During the Apollo flights, astronauts reported seeing odd flashes of light, visible even with their eyes closed. We have since learned that the cause was cosmic rays — extremely energetic particles from outside the solar system arriving at Earth and constantly bombarding its atmosphere. Once they reach Earth, they still have sufficient energy to cause glitches in electronic components.

Galactic cosmic rays come from sources inside our home galaxy, the Milky Way, and consist mostly of protons moving at close to the speed of light. These protons have been accelerated to energies exceeding the energies that even the European Organization for Nuclear Research's (CERN) Large Hadron Collider will be able to achieve.

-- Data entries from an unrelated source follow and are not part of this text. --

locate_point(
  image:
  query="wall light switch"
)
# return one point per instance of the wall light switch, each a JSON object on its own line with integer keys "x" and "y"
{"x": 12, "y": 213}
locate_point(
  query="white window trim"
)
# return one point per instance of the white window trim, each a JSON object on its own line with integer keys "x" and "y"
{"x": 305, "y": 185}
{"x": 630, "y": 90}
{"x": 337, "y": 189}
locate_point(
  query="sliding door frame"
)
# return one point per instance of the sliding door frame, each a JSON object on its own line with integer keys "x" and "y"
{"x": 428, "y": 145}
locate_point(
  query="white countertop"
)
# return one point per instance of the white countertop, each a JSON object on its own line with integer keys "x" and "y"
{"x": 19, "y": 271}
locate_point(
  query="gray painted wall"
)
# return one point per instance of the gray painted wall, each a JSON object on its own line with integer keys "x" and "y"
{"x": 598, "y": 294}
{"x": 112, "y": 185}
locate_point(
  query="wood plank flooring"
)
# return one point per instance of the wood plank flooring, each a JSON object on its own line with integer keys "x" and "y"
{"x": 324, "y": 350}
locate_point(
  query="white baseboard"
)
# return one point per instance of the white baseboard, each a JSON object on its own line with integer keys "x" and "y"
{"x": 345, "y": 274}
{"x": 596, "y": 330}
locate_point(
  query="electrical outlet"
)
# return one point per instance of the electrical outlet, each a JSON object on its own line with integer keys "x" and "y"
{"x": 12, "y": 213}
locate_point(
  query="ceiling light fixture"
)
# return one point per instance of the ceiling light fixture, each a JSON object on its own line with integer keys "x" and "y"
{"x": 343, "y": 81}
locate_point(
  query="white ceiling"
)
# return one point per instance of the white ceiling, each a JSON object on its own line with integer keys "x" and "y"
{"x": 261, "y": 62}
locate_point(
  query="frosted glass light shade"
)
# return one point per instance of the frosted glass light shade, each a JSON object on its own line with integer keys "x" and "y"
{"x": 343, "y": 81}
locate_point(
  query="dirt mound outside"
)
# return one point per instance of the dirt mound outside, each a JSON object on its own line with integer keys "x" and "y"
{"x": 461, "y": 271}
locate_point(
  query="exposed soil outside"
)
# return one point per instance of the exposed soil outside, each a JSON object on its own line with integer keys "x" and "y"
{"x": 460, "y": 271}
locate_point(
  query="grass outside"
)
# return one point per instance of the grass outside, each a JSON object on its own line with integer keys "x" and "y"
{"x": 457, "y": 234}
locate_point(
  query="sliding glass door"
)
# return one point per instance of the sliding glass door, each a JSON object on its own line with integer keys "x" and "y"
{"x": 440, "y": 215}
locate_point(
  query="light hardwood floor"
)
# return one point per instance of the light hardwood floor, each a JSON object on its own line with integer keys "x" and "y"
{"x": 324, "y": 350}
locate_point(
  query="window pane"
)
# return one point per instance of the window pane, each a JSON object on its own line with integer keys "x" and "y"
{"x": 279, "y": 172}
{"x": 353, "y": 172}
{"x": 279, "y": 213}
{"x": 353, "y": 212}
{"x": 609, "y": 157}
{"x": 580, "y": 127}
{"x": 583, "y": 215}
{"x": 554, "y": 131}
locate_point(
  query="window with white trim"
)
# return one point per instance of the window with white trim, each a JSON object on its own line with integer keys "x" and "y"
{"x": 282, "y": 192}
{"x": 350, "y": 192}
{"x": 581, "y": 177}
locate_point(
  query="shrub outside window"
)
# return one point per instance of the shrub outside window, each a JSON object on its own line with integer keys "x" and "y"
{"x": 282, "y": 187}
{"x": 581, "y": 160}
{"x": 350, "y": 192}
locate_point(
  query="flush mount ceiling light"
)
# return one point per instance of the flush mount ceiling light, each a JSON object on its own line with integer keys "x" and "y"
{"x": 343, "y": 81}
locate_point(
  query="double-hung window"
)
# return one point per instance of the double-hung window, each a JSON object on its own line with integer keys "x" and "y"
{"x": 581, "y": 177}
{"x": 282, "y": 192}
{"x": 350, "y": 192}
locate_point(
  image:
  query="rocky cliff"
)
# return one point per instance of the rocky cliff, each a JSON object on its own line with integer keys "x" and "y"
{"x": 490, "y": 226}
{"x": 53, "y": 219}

"It has long been thought that the super-accelerators that produce these cosmic rays in the Milky Way are the expanding envelopes created by exploded stars, but our observations reveal the smoking gun that proves it," said Eveline Helder from the Astronomical Institute Utrecht of Utrecht University in the Netherlands.

"You could even say that we have now confirmed the caliber of the gun used to accelerate cosmic rays to their tremendous energies," said Jacco Vink, also from the Astronomical Institute Utrecht.

For the first time, Helder, Vink, and colleagues have come up with a measurement that solves the long-standing astronomical quandary of whether or not stellar explosions produce enough accelerated particles to explain the number of cosmic rays that hit Earth's atmosphere. The team's study indicates that they indeed do and directly tells us how much energy is removed from the shocked gas in the stellar explosion and used to accelerate particles.

"When a star explodes, a large part of the explosion energy is used for accelerating some particles up to extremely high energies," said Helder. "The energy that is used for particle acceleration is at the expense of heating the gas, which is much colder than theory predicts."

The researchers looked at the remnant of a star that exploded in AD 185, as recorded by Chinese astronomers. The remnant, called RCW 86, is located about 8,200 light-years away towards the constellation Circinus the Drawing Compass. It is probably the oldest record of the explosion of a star.

Using ESO's VLT, the team measured the temperature of the gas right behind the shock wave created by the stellar explosion. They measured the speed of the shock wave as well, using images taken with NASA's Chandra X-ray Observatory 3 years apart. They found it to be moving at between 6 million and 19 million miles (10 and 30 million kilometers) per hour, between 1 and 3 percent the speed of light.

The temperature of the gas turned out to be 54 million degrees Fahrenheit (30 million degrees Celsius). This is quite hot compared to everyday standards, but much lower than expected, given the measured shock wave's velocity. This should have heated the gas up to at least half a billion degrees.

"The missing energy is what drives the cosmic rays", said Vink.